Procarbazine usage in brain tumors has a high incidence of hypersensitivity reactions compared with its use in other malignancies. Procarbazine oxidation to a reactive intermediate is enhanced by phenobarbital. Patients with primary brain tumors would have a preferential exposure to anticonvulsants compared to patients with other malignancies.
To determine whether anticonvulsant exposure is associated with procarbazine hypersensitivity reactions in patients with primary brain tumors.
This retrospective cohort study included 83 patients with primary brain tumors who were treated with procarbazine between 1981 and 1996 at a university hospital-based regional oncology center. Data were extracted by chart review. The data collected included age, sex, race, tumor type, smoking, alcohol usage, and all concomitant medications, as well as creatinine, aspartate aminotransferase, total bilirubin, and anticonvulsant serum levels. Anticonvulsant exposure was determined by the presence of detectable serum levels. Cases of procarbazine hypersensitivity reactions were identified through a review of progress notes.

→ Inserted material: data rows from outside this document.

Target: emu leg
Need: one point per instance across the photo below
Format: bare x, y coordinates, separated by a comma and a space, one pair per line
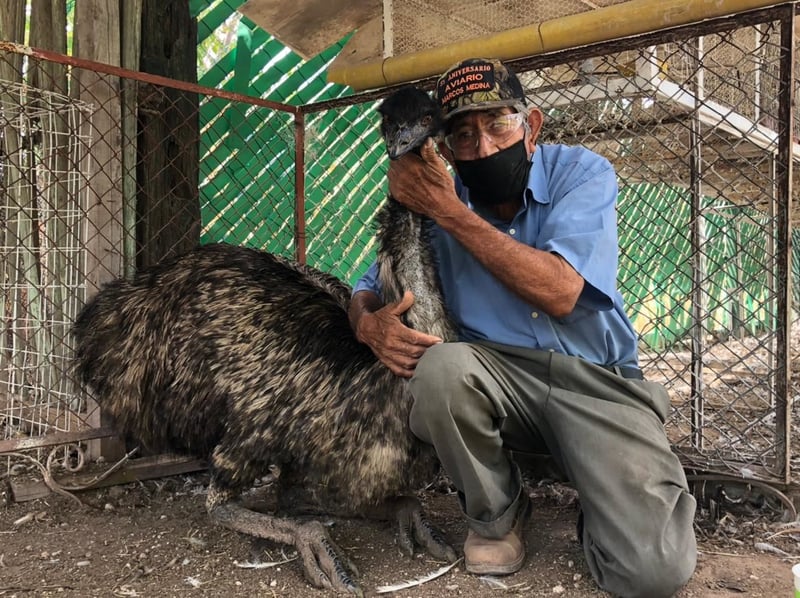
324, 563
414, 529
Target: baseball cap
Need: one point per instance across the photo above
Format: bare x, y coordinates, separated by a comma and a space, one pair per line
478, 84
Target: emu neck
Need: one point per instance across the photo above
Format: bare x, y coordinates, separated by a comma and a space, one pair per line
406, 263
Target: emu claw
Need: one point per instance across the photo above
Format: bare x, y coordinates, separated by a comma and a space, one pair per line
324, 563
415, 529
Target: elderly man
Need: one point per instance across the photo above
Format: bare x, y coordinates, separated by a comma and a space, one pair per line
546, 363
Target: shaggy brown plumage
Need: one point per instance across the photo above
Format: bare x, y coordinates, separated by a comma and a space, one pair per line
249, 359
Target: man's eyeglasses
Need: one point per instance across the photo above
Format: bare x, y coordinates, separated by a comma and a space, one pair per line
464, 139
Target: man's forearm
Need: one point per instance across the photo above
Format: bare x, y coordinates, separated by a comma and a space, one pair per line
540, 278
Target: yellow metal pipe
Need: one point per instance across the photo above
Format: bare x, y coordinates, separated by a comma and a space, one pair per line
634, 17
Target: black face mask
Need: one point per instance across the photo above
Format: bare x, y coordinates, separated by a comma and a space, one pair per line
496, 179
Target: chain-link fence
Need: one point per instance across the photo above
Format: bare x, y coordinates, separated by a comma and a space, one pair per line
698, 122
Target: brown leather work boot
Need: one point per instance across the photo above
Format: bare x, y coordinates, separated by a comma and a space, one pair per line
504, 556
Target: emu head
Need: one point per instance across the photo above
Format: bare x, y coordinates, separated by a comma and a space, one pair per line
409, 117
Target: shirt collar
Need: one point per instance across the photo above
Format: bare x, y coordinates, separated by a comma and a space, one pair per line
537, 181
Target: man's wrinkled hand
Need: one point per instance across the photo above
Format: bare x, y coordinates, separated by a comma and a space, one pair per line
423, 184
396, 345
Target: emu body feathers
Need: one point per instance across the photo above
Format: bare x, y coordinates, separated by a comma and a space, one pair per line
248, 359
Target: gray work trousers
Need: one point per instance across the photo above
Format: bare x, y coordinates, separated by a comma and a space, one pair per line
478, 403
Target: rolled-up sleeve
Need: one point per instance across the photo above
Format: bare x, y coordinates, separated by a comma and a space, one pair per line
369, 281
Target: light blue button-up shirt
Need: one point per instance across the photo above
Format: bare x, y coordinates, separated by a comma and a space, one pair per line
569, 209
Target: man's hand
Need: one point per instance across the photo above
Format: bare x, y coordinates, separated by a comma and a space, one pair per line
395, 344
423, 184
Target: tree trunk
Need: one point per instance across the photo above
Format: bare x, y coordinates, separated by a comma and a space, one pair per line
168, 207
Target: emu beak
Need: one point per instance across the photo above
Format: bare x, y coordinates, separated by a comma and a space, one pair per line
405, 140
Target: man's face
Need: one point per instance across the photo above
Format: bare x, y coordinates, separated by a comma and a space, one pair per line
481, 133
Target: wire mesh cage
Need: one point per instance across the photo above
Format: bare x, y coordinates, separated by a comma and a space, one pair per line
43, 182
696, 122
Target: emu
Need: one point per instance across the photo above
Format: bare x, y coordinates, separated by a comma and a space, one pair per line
248, 359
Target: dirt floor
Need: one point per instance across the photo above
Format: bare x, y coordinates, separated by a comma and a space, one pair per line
153, 538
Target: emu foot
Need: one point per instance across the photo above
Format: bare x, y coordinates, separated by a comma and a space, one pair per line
415, 529
324, 564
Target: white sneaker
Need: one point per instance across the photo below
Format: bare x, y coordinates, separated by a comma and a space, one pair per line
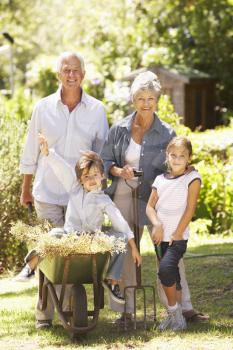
178, 320
175, 321
165, 324
25, 275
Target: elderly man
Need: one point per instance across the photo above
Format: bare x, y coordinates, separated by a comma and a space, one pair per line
72, 121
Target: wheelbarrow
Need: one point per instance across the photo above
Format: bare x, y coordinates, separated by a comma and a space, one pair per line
139, 285
77, 270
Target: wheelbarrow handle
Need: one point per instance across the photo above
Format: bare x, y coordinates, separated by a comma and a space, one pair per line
138, 173
30, 207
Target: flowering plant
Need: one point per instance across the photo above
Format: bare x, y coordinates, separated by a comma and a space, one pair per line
49, 245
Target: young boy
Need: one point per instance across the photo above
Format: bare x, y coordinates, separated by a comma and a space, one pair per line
87, 206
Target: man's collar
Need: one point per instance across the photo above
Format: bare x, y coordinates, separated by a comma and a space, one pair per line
57, 97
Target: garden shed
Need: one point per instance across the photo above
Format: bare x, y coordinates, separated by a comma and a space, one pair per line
192, 93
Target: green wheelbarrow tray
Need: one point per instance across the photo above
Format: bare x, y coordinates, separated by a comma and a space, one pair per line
76, 270
80, 268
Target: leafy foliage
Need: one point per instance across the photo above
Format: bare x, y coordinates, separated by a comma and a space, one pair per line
213, 156
117, 37
13, 124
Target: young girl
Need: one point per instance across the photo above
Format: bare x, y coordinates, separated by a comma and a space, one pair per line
86, 208
170, 208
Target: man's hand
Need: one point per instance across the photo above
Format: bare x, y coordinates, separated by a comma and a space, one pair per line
175, 237
157, 233
43, 145
137, 259
26, 197
127, 172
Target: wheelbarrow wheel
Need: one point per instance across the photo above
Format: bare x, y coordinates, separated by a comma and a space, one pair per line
78, 306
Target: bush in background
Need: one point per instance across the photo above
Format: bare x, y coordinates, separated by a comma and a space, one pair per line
14, 115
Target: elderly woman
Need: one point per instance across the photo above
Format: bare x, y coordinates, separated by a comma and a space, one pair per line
138, 142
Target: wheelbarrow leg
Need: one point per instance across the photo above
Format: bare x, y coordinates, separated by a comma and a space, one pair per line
139, 285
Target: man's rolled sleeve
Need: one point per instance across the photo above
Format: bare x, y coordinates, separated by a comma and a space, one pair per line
102, 131
31, 151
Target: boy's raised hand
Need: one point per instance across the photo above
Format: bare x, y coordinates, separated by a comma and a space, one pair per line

There were 20 patients with procarbazine hypersensitivity reactions. A significant association between the exposure to anticonvulsants and the development of procarbazine hypersensitivity reactions was found (p = 0.05). In addition, there was a significant dose-response association between the development of procarbazine hypersensitivity and the presence of therapeutic anticonvulsant serum levels (p = 0.03).
Concomitant exposure to anticonvulsants is associated with procarbazine hypersensitivity reactions, possibly though a reactive intermediate generated by CYP3A isoform induction. All patients in this cohort received enzyme-inducing anticonvulsants. New anticonvulsants devoid of this property are available. These data support trials that use these newer agents for the prophylaxis of seizures in patients with brain tumors who are to receive procarbazine.
与用于其他恶性肿瘤相比,丙卡巴肼用于脑肿瘤时超敏反应的发生率较高。苯巴比妥可增强丙卡巴肼氧化为活性中间体的过程。与其他恶性肿瘤患者相比,原发性脑肿瘤患者更易接触抗惊厥药。
确定抗惊厥药暴露与原发性脑肿瘤患者丙卡巴肼超敏反应是否相关。
这项回顾性队列研究纳入了1981年至1996年在一家大学医院附属地区肿瘤中心接受丙卡巴肼治疗的83例原发性脑肿瘤患者。通过查阅病历提取数据。收集的数据包括年龄、性别、种族、肿瘤类型、吸烟、饮酒情况以及所有合并用药,还有肌酐、天冬氨酸转氨酶、总胆红素和抗惊厥药血清水平。通过可检测到的血清水平来确定抗惊厥药暴露情况。通过查阅病程记录确定丙卡巴肼超敏反应病例。
有20例患者发生丙卡巴肼超敏反应。发现抗惊厥药暴露与丙卡巴肼超敏反应的发生之间存在显著关联(p = 0.05)。此外,丙卡巴肼超敏反应的发生与治疗性抗惊厥药血清水平的存在之间存在显著的剂量反应关联(p = 0.03)。
同时暴露于抗惊厥药与丙卡巴肼超敏反应相关,可能是通过CYP3A同工酶诱导产生的活性中间体介导。该队列中的所有患者均接受了诱导酶的抗惊厥药。有不具有此特性的新型抗惊厥药。这些数据支持在接受丙卡巴肼治疗的脑肿瘤患者中使用这些新型药物预防癫痫发作的试验。